HaminaKotka, Finland, is western Europe’s easternmost cruise port
HaminaKotka first received cruise calls in 2017, having received EU funding to investigate the possibility of becoming a cruise destination a few years earlier.
After three years of a handful of calls, it was due to receive 28 in 2021 but Covid-19 prevented the Finnish port’s first big season. Despite the upheaval, this year saw 19 calls and approximately 10,000 passengers visiting HaminaKotka.
In 2011 the ports of Hamina and Kotka joined together with the shares owned 40%/60% respectively by each town. Being an important hub in the Baltic region, its ‘universal’ cargo business (18.1 million tonnes in 2019) has helped to weather the storm caused by the Russian invasion of Ukraine.

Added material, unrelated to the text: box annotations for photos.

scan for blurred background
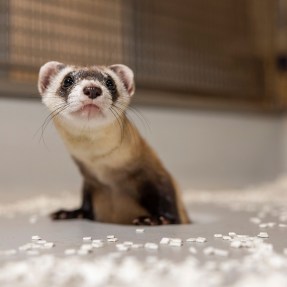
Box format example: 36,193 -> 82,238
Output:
0,0 -> 287,202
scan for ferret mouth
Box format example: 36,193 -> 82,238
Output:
73,104 -> 101,119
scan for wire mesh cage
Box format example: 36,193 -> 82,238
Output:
0,0 -> 286,110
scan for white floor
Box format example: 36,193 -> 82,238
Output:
0,100 -> 287,287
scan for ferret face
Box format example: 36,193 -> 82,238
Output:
38,62 -> 135,127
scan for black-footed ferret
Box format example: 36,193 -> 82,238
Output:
38,62 -> 189,225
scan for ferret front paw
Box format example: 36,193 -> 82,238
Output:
133,216 -> 171,225
50,209 -> 84,220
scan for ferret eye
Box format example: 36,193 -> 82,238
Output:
106,78 -> 116,93
63,76 -> 74,88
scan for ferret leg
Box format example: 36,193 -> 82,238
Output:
133,181 -> 180,225
51,183 -> 95,220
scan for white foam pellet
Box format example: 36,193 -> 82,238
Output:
168,239 -> 182,247
26,249 -> 40,256
4,249 -> 17,256
159,237 -> 170,244
203,247 -> 215,255
222,235 -> 232,240
131,244 -> 143,249
77,249 -> 91,255
107,235 -> 115,239
29,215 -> 38,224
188,246 -> 197,254
196,237 -> 207,243
18,243 -> 32,251
144,242 -> 158,250
186,237 -> 196,242
92,239 -> 104,243
257,232 -> 269,238
214,249 -> 229,257
92,241 -> 104,248
250,217 -> 261,224
230,240 -> 242,248
83,236 -> 92,241
44,242 -> 55,248
116,244 -> 130,251
64,248 -> 77,255
107,237 -> 118,242
80,244 -> 93,250
32,235 -> 41,240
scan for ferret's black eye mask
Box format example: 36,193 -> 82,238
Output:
105,76 -> 117,94
62,75 -> 75,89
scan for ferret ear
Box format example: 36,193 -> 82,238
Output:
38,61 -> 65,95
109,64 -> 135,96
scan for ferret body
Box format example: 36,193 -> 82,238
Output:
38,62 -> 189,225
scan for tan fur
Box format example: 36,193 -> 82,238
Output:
55,115 -> 189,224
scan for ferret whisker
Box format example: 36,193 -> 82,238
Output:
39,103 -> 70,147
113,104 -> 136,145
110,105 -> 125,144
118,101 -> 151,132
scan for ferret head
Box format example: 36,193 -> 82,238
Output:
38,62 -> 135,127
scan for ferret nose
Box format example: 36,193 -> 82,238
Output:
83,87 -> 102,99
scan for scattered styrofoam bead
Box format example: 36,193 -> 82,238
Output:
77,249 -> 92,255
144,242 -> 158,250
64,248 -> 77,255
188,246 -> 197,254
203,246 -> 215,255
257,232 -> 269,238
107,235 -> 115,239
116,244 -> 130,251
18,243 -> 32,251
214,248 -> 229,257
80,244 -> 93,250
107,237 -> 118,242
26,249 -> 40,256
44,242 -> 55,249
236,234 -> 249,239
186,237 -> 196,242
159,237 -> 170,244
92,241 -> 104,248
29,215 -> 38,224
222,235 -> 232,240
92,239 -> 104,243
250,217 -> 261,224
31,235 -> 41,240
4,249 -> 17,256
168,239 -> 182,247
83,236 -> 92,241
131,244 -> 144,249
195,237 -> 207,243
230,240 -> 242,248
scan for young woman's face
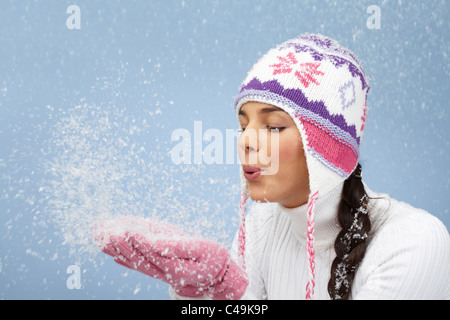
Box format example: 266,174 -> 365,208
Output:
238,102 -> 310,208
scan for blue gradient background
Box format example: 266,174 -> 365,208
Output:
0,0 -> 450,299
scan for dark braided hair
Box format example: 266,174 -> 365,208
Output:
328,163 -> 371,300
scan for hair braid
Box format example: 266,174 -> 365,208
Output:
328,164 -> 371,300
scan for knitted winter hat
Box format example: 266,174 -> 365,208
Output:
235,34 -> 369,299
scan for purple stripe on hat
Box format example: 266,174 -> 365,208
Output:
236,78 -> 360,145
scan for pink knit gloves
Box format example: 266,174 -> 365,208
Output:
93,216 -> 248,300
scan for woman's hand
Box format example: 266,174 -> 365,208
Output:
93,216 -> 248,300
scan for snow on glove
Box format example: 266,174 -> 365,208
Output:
90,217 -> 248,300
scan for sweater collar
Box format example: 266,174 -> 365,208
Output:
277,182 -> 344,246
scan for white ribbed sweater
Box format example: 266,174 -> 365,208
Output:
232,184 -> 450,299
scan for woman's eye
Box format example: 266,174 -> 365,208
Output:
267,126 -> 285,132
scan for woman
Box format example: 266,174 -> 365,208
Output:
96,34 -> 450,299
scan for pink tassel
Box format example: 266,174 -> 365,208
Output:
238,192 -> 248,270
306,191 -> 319,300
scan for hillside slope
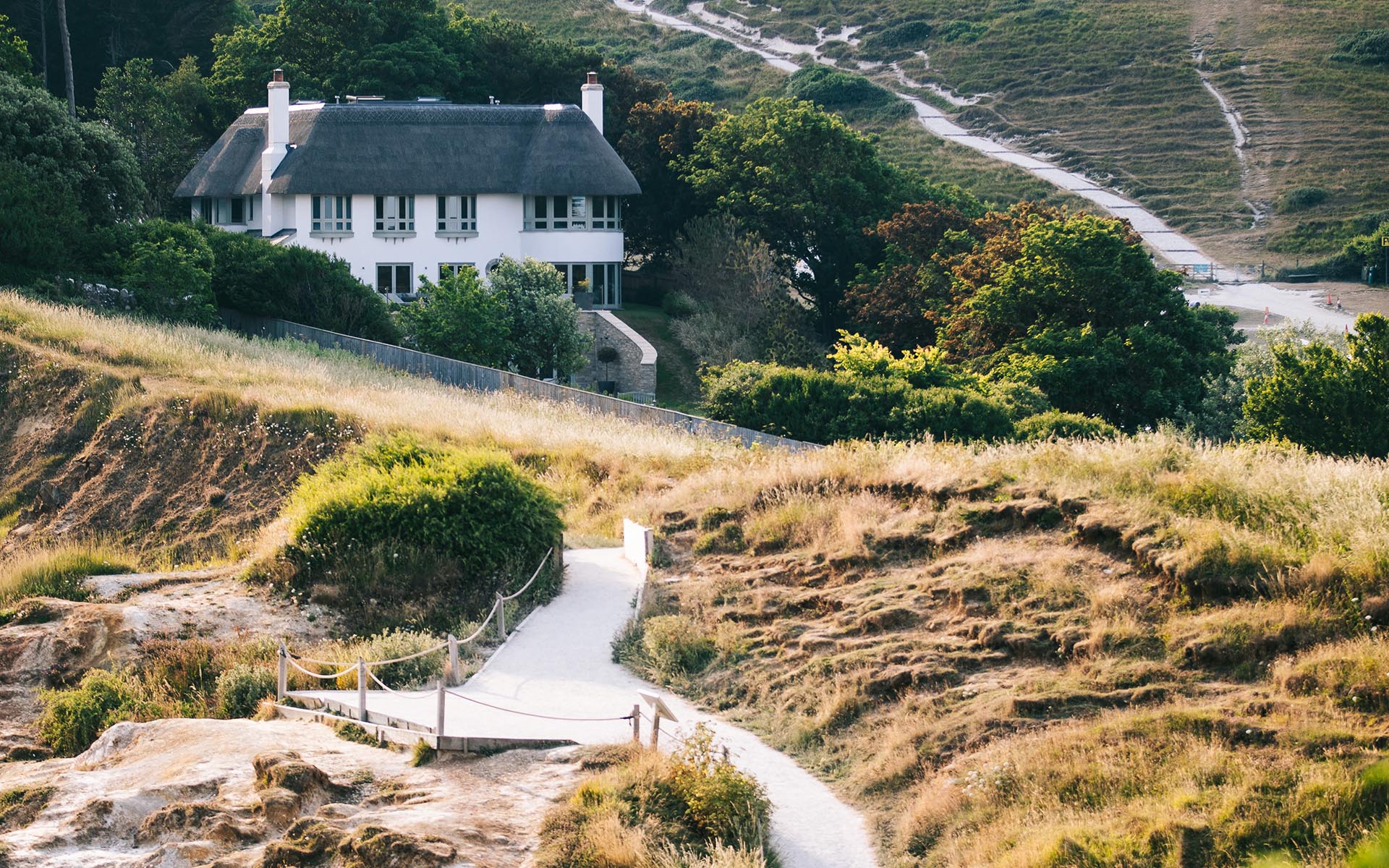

Cruise may account for only less than one percent of the total business but the management of Port of HaminaKotka, and the towns of Hamina and Kotka, are in favour of developing the cruise business together. This summer additional port reception facilities were built in Kotka and a small terminal constructed on the site of a disused warehouse.
In addition the town of Kotka is building a large events centre and university campus for 3,000 and a park boulevard with cafes and restaurants, which will be partly completed next summer and the remainder by summer 2024.
Cruiseships can call in three port areas: Kantasatama Kotka town centre which can take ships up to 220m in length and where the safe clearance depth is between 8.9 and 10.8m; Kotka Mussalo in the western part of the town which has a 500m long berth intended for cruise with a safe clearance depth of 11.5 to 13.7m; and Hamina which has a berth of 609m and safe clearance depth of 11.2-13.2m. The former is dedicated to cruiseships, the latter two also take cargo ships.
The distance between the two towns is 25km on land and 1.5 hours by sea. The same land programmes can be taken from both Kotka and Hamina.
This year the calls were split fairly evenly across the berths with 42% of passengers in Hamina and 58% in Kotka. Of these the majority were from the USA and Canada, followed by the UK and Germany. Petra Cranston, project manager cruise business Port of HaminaKotka, was delighted to see significant numbers arriving from the Middle and Far East also.
Passenger feedback was positive. “Everyone was happy. We had no complaints. We are such tiny towns that, wherever they go, they get personal service and an authentic feeling,” comments Cranston.
About 40% of passengers took tours and 60% went independently. Cranston pointed out that even though HaminaKotka is close to the Russian border, passengers were happy not to have cancelled their cruises and also took taxis and tours to discover more about the history between the two countries.
At present, the port is working with Tallinn and Helsinki on a joint marketing message to encourage cruiselines to sail between the three destinations. The 200nm sailing triangle could be interesting both for itinerary planners and yield management executives, enabling more time in the destination and slow steaming.
HaminaKotka can handle about 4,000 passengers a day. It also has a dedicated programme for the crew.
Helsinki and Lappeenranta airport are within 80 minutes of the port, which can handle smaller ships on turnaround but had inquiries for the larger ships prior to the war.
Passengers can enjoy in the Hamina and Kotka areas the local parks on Kotka island, visit the archipelago, marshland and forest, go hiking, river rafting and take in the local history and culture.
Next year 19 calls are booked to date.